Look, there's nothing exactly wrong with the idea of trying to stay "true" to yourself. You can totally try to do it. But you end up assigning yourself some label of who you are and what that means. If you don't act according to this arbitrary definition of "you", then you're breaking the rules you've set for yourself! You might even end up disappointing yourself for not acting how you "should" be. How is that helpful?
If there's some advice I can give you, it's to never put yourself in a "box". A "box" is anything that places restrictions on who you are and who you can be. Usually they come in the form of labels, often those that others give you. Maybe you're 'the class clown', or maybe you're a gamer or even an engineer. These are all labels. But they're imperfect. They don't describe your essence. What makes you, you. These labels can be helpful descriptors, sure, but don't get trapped in them. If everyone knows you're a nice person, what happens if you need to stick up for yourself and be considered 'rude' that one time? What if you want to sing and dance and make art, but everyone knows you're the analytical engineer? What if you call yourself an introvert to justify that can't go to a social gathering?
This is why I have problems with things like personality tests, astrology, and even psychological categorizations like Jung's archetypes. Maybe putting this label helps you understand yourself. Or, maybe you put that label on yourself and become more understandable within the given psychological framework as a result? Maybe you're not behaving like a gemini because of the month you were born, but rather because you know how a gemini is supposed to behave, and find yourself behaving that way as a result: a self-fulfilling prophecy. Say you put a lot of stock in MBTI typing. Then, if you don't behave the way your MBTI predicts you will, you'll have to challenge your own fundamental beliefs about human behavior. For your own self-preservation of sanity, it's far easier just to be "true to yourself".

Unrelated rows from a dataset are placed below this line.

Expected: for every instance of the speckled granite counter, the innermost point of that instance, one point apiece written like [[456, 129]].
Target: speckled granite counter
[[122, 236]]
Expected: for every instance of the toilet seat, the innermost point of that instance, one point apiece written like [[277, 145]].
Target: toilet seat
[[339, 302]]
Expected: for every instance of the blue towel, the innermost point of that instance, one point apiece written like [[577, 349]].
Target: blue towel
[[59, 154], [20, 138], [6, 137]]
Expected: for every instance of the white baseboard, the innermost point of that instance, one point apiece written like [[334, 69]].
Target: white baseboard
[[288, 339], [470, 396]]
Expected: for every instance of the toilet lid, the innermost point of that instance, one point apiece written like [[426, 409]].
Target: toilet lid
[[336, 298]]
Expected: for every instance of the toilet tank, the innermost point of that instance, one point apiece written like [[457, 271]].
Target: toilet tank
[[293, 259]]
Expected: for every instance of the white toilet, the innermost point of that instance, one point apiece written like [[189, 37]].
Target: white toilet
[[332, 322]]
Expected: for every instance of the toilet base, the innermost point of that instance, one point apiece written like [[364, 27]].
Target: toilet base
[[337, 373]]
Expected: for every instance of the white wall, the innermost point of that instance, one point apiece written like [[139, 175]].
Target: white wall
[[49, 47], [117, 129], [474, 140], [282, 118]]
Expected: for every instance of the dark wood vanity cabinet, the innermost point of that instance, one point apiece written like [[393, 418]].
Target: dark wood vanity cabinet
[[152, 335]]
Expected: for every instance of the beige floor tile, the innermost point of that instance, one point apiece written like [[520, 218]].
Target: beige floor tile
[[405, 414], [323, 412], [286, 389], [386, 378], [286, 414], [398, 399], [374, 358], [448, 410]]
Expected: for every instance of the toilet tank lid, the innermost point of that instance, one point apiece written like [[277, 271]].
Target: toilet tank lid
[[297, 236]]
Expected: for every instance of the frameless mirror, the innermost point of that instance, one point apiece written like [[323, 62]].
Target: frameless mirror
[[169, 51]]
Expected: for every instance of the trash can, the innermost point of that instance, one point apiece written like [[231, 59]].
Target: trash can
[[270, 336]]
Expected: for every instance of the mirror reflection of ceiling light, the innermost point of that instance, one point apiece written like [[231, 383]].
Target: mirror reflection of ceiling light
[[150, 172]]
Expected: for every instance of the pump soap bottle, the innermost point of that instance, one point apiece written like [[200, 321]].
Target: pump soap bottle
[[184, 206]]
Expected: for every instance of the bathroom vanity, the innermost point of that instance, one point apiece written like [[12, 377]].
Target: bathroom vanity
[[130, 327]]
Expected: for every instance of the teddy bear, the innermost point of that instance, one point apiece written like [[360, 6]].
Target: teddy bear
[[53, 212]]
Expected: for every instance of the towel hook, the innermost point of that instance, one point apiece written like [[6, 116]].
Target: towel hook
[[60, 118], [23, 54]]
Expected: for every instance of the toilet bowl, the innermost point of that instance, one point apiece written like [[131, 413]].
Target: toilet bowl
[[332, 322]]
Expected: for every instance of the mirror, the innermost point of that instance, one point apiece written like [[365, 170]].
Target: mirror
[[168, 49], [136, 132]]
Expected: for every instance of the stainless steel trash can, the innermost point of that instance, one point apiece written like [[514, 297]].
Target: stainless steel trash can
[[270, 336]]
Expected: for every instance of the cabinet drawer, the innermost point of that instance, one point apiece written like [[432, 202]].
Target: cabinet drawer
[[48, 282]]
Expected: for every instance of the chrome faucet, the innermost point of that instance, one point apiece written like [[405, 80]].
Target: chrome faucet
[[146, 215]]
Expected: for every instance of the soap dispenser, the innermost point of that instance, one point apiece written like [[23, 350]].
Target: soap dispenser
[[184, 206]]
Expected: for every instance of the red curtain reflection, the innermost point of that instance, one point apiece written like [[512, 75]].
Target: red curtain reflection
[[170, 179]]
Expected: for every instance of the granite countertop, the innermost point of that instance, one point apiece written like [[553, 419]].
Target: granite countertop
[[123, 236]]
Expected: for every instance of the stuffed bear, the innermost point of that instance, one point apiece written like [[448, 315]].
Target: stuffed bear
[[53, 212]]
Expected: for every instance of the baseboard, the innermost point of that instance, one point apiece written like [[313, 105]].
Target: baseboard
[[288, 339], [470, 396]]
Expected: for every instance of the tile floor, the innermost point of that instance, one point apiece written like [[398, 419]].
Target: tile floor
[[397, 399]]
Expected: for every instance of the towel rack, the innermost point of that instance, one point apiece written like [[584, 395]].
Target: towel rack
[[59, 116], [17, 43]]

Defy these definitions of yourself and just do what you want to do. Or, do something that surprises you. If you're the reasonable person who always plans everything very carefully, make some ridiculous, spontaneous decisions. Go on that last-minute trip. Quit your job with nothing lined up. It will probably turn out okay. And when it does, you will have changed, grown as a person. You'll know more of what you want and don't want, and what you're actually capable of. You will have experienced more and enriched your life in ways you never would have if you had just stuck with the behavior of your "true self".
The most harmful thing you can do for your own growth is to restrict what you're allowed to do. Staying "true to yourself" does just that. Don't blindly follow your own past behavior, and definitely don't behave exactly the way others expect and want you to. Go out and explore your own behavior and hopefully come back with a brand new you.